Точь-в-точь как два месяца назад, когда, простившись с Луэллой, я пришел в школу и увидел тебя стоящей у окна. А сейчас ты остановилась под сенью гигантского, в несколько обхватов, тополя, который гордо возвышается посреди двора, раскинув в стороны руки-ветви... Знаешь, Фиделинка, того тополя давно уже нет. Его срубили пять или шесть лет назад, и я чуть по-детски не разревелся, когда, проходя через двор, не увидел знакомого великана... От него остался корявый безжизненный пень... А спустя несколько дней не стало и пня... Мне показалось тогда, что срубили не просто старое дерево - порвали последнюю тонкую ниточку, которая соединяла нас... Ты помнишь, под сенью тополя стояла скамейка, у которой часто собирались обитатели "иностранного двора"? Марисель травила анекдоты или рассказывала разные смешные истории - она знала их множество.

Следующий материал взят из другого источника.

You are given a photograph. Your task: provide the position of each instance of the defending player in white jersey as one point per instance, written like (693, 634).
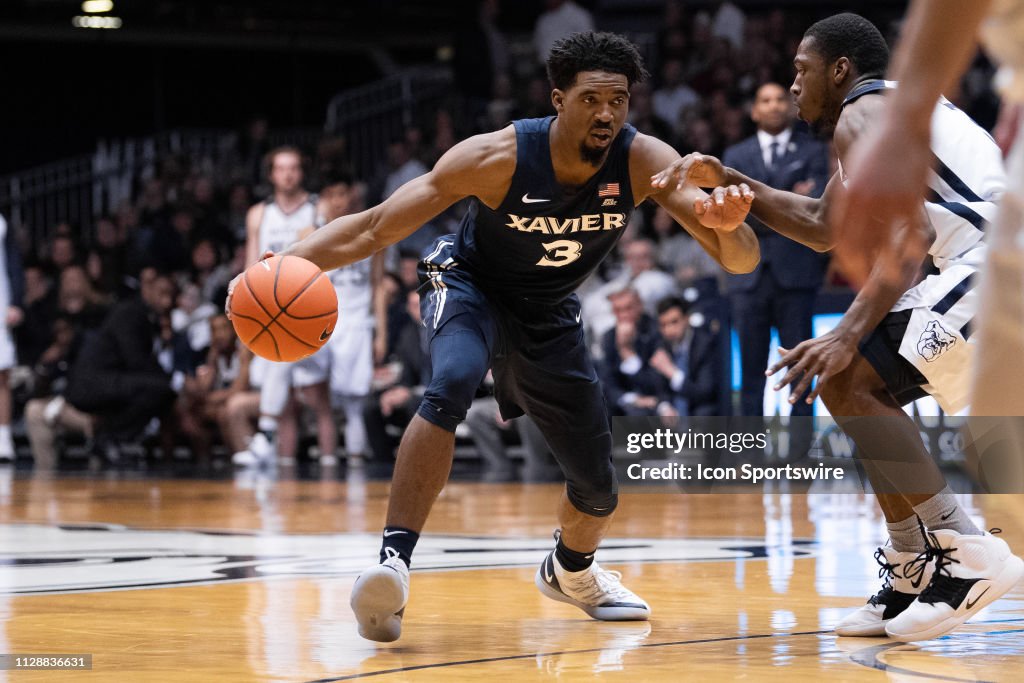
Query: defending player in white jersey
(271, 226)
(348, 355)
(902, 336)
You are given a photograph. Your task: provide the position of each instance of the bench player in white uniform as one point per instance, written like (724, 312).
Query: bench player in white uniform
(271, 226)
(349, 352)
(899, 339)
(11, 288)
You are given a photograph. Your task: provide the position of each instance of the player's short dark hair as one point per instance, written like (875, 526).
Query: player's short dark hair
(336, 176)
(853, 37)
(283, 150)
(594, 51)
(668, 303)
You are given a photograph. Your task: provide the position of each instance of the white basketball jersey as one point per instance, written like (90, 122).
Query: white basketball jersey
(968, 179)
(278, 229)
(4, 282)
(354, 290)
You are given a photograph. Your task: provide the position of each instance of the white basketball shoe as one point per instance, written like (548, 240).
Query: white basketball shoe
(971, 572)
(598, 592)
(379, 598)
(905, 575)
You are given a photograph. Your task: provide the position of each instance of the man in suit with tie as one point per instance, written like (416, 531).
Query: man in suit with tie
(780, 291)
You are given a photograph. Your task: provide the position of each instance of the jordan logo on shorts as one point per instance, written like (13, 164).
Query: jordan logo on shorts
(935, 341)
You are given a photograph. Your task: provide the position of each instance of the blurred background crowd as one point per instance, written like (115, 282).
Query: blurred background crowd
(122, 346)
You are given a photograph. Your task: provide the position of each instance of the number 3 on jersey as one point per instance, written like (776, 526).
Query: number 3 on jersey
(560, 252)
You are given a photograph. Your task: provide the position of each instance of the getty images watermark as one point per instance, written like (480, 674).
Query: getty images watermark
(676, 441)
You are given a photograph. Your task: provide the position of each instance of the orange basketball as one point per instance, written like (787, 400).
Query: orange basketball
(284, 308)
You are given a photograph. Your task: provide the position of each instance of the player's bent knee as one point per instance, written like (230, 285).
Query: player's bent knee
(591, 502)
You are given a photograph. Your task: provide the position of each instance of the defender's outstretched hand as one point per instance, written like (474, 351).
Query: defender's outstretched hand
(696, 169)
(822, 357)
(725, 209)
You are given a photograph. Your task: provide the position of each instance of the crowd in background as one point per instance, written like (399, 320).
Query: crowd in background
(142, 289)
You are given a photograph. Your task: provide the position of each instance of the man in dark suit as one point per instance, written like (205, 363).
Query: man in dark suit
(396, 403)
(631, 386)
(690, 358)
(780, 291)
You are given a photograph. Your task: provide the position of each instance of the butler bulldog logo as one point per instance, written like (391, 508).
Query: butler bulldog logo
(935, 341)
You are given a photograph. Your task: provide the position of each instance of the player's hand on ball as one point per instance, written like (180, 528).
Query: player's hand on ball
(696, 169)
(235, 282)
(725, 209)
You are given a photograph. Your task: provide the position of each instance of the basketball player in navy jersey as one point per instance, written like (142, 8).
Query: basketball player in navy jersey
(550, 199)
(903, 336)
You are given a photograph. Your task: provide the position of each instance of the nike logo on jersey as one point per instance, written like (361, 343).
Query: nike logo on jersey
(972, 603)
(550, 225)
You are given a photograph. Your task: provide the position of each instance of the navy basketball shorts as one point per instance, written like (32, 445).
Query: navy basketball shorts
(541, 368)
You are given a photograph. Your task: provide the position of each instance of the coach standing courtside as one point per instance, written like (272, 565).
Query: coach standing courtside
(780, 291)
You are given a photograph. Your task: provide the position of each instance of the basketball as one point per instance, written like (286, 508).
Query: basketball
(284, 308)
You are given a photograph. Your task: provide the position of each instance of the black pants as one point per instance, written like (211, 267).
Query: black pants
(124, 401)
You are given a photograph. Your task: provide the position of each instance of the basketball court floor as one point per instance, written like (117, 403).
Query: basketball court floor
(248, 580)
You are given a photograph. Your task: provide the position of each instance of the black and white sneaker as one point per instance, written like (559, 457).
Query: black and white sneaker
(379, 598)
(596, 591)
(971, 572)
(905, 575)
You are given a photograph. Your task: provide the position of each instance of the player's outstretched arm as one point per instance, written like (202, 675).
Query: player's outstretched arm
(475, 166)
(796, 216)
(718, 225)
(889, 165)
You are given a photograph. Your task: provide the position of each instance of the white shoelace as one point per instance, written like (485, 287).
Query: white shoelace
(599, 585)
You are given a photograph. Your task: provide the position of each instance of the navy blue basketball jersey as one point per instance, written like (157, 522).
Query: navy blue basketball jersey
(543, 241)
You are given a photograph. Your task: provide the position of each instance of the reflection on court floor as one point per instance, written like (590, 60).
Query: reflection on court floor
(249, 581)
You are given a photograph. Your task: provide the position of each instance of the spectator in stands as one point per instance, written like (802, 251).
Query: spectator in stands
(642, 113)
(673, 96)
(690, 358)
(48, 415)
(487, 432)
(780, 291)
(395, 403)
(560, 18)
(105, 261)
(11, 300)
(64, 250)
(79, 301)
(192, 316)
(123, 376)
(204, 399)
(632, 386)
(403, 166)
(679, 254)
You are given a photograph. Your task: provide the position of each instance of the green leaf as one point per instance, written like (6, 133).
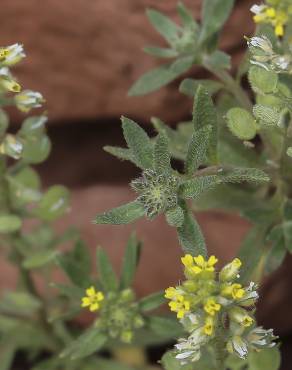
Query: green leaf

Танька Громова читала свой бесконечный роман... Две подруги, кубинки Лисета и Дамарис, разыгрывали смешные представления в лицах... А помнишь, Фиделинка, как ты забиралась по шершавым упругим ветвям в зеленую глубину шелестящей листвы и, радостная, сидела в ветвях, беззаботно качая ногами... А потом, когда о тебе забывали, ты с ликующим криком индейца, обнаружившего отряд бледнолицых на подходе к вигваму краснокожих, бесстрашно летела к земле...
И вот сейчас ты остановилась под ветвями уснувшего на зиму великана.
Опустила глаза и что-то рассматриваешь у себя под ногами, трогая носком сапога звенящий от мороза снег.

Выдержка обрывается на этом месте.